Pourquoi les hôpitaux de Paris sont en grève
Tous les syndicats de l'Assistance publique-Hôpitaux de Paris ont appelé à participer au mouvement, destiné à combattre le projet de réorganisation des 35 heures.
"Repos préservé, qualité des soins assurée." A l'unisson contre le projet de réorganisation des 35 heures, les syndicats de l'Assistance publique-Hôpitaux de Paris (AP-HP) appellent à la grève, jeudi 21 mai. Il s'agit du premier conflit social d'envergure pour le directeur général, Martin Hirsch.
Fait rare, toutes les organisations représentatives (CGT, SUD, FO et même la CFDT) ont fait front commun avec la CFE-CGC, la CFTC et l'Unsa, invitant les agents grévistes à se rassembler à 11 heures devant le siège de l'AP-HP, dans le 4e arrondissement de Paris. L'offre de soins devrait toutefois être assurée, les personnels essentiels à la prise en charge des patients ayant été "assignés a minima".
Quel est le problème ?
La direction de l'AP-HP veut remédier aux journées trop longues et aux congés qui s'accumulent sans pouvoir être pris. Actuellement, plus de 60% des 75 000 agents (hors médecins) des 38 établissements de l'AP-HP travaillent 7h36 (soit 38 heures par semaine) ou 7h50 (39h10) par jour. De quoi atteindre un nombre de RTT allant de 18 à 20 jours par an, auxquels s'ajoutent des journées propres à l'AP-HP.
Mais en raison du manque de personnel, les journées non prises s'accumulent sur les comptes épargne temps (CET). Un stock évalué à 74,7 millions d'euros fin 2014, rappelle la direction. La réduction des plages horaires journalières à 7h30, voire 7 heures, atténuerait ces frais, en diminuant ou supprimant les RTT, même si Hirsch a d'ores et déjà exclu la "généralisation" de la journée de 7 heures.
Un chantier "difficile", reconnaît celui qui avait été nommé à la tête de l'AP-HP pour apaiser les tensions, en pleine polémique autour de la fermeture des urgences de l'Hôtel-Dieu, en 2013. Mais il est "indispensable" pour "préserver l'emploi" et la "qualité du travail", selon lui.
Il permettrait surtout d'économiser quelque 20 millions d'euros, à l'heure où l'hôpital public est sommé de se serrer la ceinture (3 milliards d'euros d'économies attendues d'ici à 2017, dont 860 millions sur la masse salariale).
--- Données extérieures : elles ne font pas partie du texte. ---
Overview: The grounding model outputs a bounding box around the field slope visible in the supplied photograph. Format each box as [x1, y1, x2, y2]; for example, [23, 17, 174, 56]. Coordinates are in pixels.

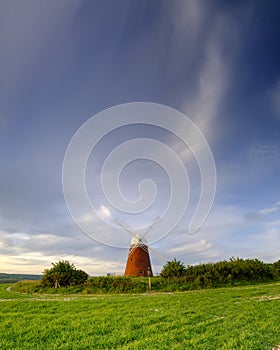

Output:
[0, 283, 280, 350]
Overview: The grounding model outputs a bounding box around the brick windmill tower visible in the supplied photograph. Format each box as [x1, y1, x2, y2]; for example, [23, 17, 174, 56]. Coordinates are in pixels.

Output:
[116, 219, 158, 277]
Qu'en disent les syndicats ?
Rose May Rousseau, secrétaire générale de l'Union syndicale CGT de l'AP-HP, estime que réduire les plages horaires sans embauche serait "socialement injuste pour des agents dévoués et en première ligne au quotidien auprès des patients". "Faire en 7 heures ce qui se fait en 7h36 se traduirait par une productivité plus intense, moins de repos", et nuirait à la "sécurité des patients", s'indigne-t-elle, ajoutant que les salaires des agents sont gelés depuis 2010.
Les syndicats craignent en outre de perdre d'autres droits, comme la comptabilisation de la pause déjeuner de 30 minutes dans le temps de travail effectif. "En substance, le message qui est adressé [aux agents] est : 'Vous bénéficiez de trop de congés et de trop d'avantages'", s'est insurgé Force ouvrière Santé dans un courrier adressé, cette semaine, à Marisol Touraine.
L'intersyndicale attend désormais des garanties et des orientations précises de la direction générale, qui n'a présenté qu'un état des lieux, rejeté par les syndicats. "Nous voulons négocier sur la base de nos revendications, pas sur celles de M. Hirsch" qui ne visent "qu'à faire des économies sur le dos du personnel", résume Rose May Rousseau.
Quelle est l'attitude du gouvernement ?
Mardi, la ministre de la Santé n'a pas suivi la Fédération hospitalière de France, qui représente la quasi-totalité des hopitaux publics et qui réclame un soutien ferme à l'initiative de Hirsch, en plus d'un débat national sur la question des 35 heures.
Marisol Touraine a martelé que le gouvernement était attaché aux 35 heures, "à l'hôpital comme ailleurs", prévenant que la "réussite" du projet dépendrait de la qualité du "dialogue social".